The IRS further elaborated on the steps it is taking in a statement emailed to Accounting Today. “The IRS takes the findings of this report very seriously and notes that TIGTA had no findings of any improper search or seizure warrants served,” the IRS said. “While the IRS’s Criminal Investigation division currently emphasizes proper documentation and storage of evidence, it will pro-actively address the areas where improvements can be made. IRS agrees with all five TIGTA recommendations and is taking corrective action on four of them. The fifth recommendation, to have a designated evidence custodian at each post-of-duty, requires staffing and other resource costs that the current budget environment cannot support.

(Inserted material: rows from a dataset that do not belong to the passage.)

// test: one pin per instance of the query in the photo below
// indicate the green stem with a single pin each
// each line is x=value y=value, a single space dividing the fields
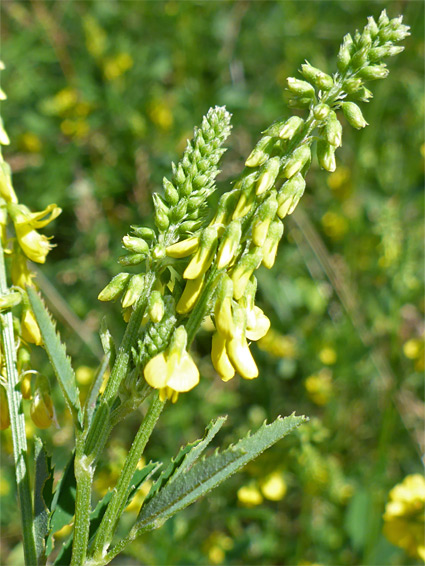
x=119 y=371
x=84 y=471
x=117 y=504
x=17 y=423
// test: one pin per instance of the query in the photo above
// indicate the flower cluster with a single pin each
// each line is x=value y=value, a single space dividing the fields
x=209 y=266
x=404 y=516
x=21 y=241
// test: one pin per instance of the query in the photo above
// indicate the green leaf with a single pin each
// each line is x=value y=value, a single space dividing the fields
x=186 y=457
x=139 y=478
x=43 y=488
x=63 y=504
x=208 y=473
x=57 y=355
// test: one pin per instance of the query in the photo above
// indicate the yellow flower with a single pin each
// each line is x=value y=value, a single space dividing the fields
x=34 y=245
x=249 y=496
x=274 y=487
x=404 y=516
x=173 y=371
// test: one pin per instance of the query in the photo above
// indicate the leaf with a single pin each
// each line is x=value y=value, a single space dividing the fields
x=186 y=457
x=57 y=355
x=63 y=504
x=208 y=473
x=139 y=478
x=43 y=488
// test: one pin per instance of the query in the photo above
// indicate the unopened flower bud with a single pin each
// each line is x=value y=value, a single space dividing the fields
x=190 y=294
x=344 y=55
x=265 y=214
x=4 y=410
x=300 y=88
x=291 y=127
x=134 y=290
x=271 y=244
x=326 y=155
x=115 y=287
x=297 y=160
x=135 y=245
x=183 y=248
x=6 y=189
x=242 y=272
x=360 y=57
x=290 y=194
x=170 y=192
x=352 y=85
x=223 y=308
x=373 y=72
x=229 y=244
x=317 y=77
x=156 y=306
x=204 y=255
x=10 y=300
x=354 y=115
x=268 y=174
x=333 y=130
x=260 y=153
x=320 y=111
x=143 y=232
x=131 y=259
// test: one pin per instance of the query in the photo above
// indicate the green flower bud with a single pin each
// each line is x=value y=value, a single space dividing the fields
x=320 y=111
x=268 y=174
x=179 y=211
x=326 y=155
x=271 y=244
x=290 y=194
x=134 y=290
x=360 y=57
x=352 y=85
x=317 y=77
x=344 y=55
x=143 y=232
x=374 y=72
x=156 y=306
x=291 y=127
x=243 y=270
x=297 y=161
x=115 y=287
x=265 y=214
x=229 y=244
x=354 y=115
x=260 y=153
x=171 y=193
x=333 y=130
x=135 y=245
x=203 y=257
x=131 y=259
x=363 y=95
x=300 y=88
x=10 y=300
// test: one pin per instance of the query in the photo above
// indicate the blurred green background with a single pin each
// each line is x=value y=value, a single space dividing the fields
x=101 y=98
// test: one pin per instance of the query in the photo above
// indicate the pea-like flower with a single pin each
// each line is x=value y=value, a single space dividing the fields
x=34 y=245
x=173 y=371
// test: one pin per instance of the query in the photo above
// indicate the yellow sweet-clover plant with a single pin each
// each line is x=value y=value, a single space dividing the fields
x=194 y=265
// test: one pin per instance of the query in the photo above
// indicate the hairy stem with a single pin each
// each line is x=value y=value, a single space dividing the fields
x=17 y=423
x=118 y=501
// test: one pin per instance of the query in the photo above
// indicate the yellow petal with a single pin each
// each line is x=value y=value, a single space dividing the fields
x=220 y=359
x=241 y=357
x=156 y=372
x=185 y=374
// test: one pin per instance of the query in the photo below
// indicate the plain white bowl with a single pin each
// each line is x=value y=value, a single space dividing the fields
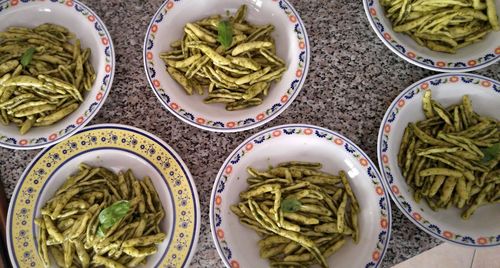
x=87 y=26
x=482 y=229
x=237 y=244
x=291 y=42
x=470 y=58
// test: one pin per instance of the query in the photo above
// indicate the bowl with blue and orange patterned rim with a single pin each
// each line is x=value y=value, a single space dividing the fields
x=470 y=58
x=237 y=244
x=292 y=45
x=482 y=228
x=92 y=32
x=116 y=147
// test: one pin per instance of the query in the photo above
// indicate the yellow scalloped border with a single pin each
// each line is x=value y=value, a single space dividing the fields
x=182 y=241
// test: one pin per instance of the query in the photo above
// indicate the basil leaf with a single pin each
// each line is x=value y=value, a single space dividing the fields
x=491 y=153
x=225 y=33
x=27 y=56
x=290 y=205
x=111 y=215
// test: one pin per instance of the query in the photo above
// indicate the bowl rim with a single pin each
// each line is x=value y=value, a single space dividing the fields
x=105 y=94
x=269 y=130
x=176 y=156
x=379 y=34
x=225 y=128
x=384 y=171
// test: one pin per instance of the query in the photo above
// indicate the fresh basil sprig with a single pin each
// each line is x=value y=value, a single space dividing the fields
x=111 y=215
x=225 y=33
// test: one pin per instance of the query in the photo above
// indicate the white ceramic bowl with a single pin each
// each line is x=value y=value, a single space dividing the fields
x=291 y=42
x=87 y=26
x=473 y=57
x=482 y=229
x=237 y=244
x=118 y=148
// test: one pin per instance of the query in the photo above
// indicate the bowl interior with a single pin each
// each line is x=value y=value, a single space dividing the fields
x=484 y=222
x=259 y=12
x=82 y=26
x=115 y=160
x=242 y=241
x=478 y=50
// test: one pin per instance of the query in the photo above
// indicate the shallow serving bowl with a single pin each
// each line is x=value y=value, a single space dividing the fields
x=292 y=46
x=482 y=228
x=237 y=244
x=470 y=58
x=92 y=32
x=118 y=148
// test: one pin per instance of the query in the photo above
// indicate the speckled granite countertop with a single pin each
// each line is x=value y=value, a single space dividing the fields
x=352 y=80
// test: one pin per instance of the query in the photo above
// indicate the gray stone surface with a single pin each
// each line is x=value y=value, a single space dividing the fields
x=352 y=80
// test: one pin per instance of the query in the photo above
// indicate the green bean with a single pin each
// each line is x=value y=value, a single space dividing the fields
x=264 y=208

However, CI case agents are the official evidence custodians for the evidence obtained in their investigations and as such maintain the chain of custody.”

“It is important to note that IRS Criminal Investigation facilities are themselves in secure space, which is not accessible by the general public or unauthorized persons,” the IRS pointed out. “We are working with Facility Management and Security Services to secure space to address CI space needs to increase storage capacity.”

The IRS also pointed to the impact of budget cuts on its enforcement efforts. “Since 2010, the IRS budget has been reduced nearly $850 million,” said the IRS. “At the same time, we have 13,000 fewer employees today than we did in 2010. Specifically for our enforcement efforts, we have experienced a decrease of nearly 10 percent in the number of Special Agents during the same time period, falling from 2,780 in 2010 to 2,549 in 2013.”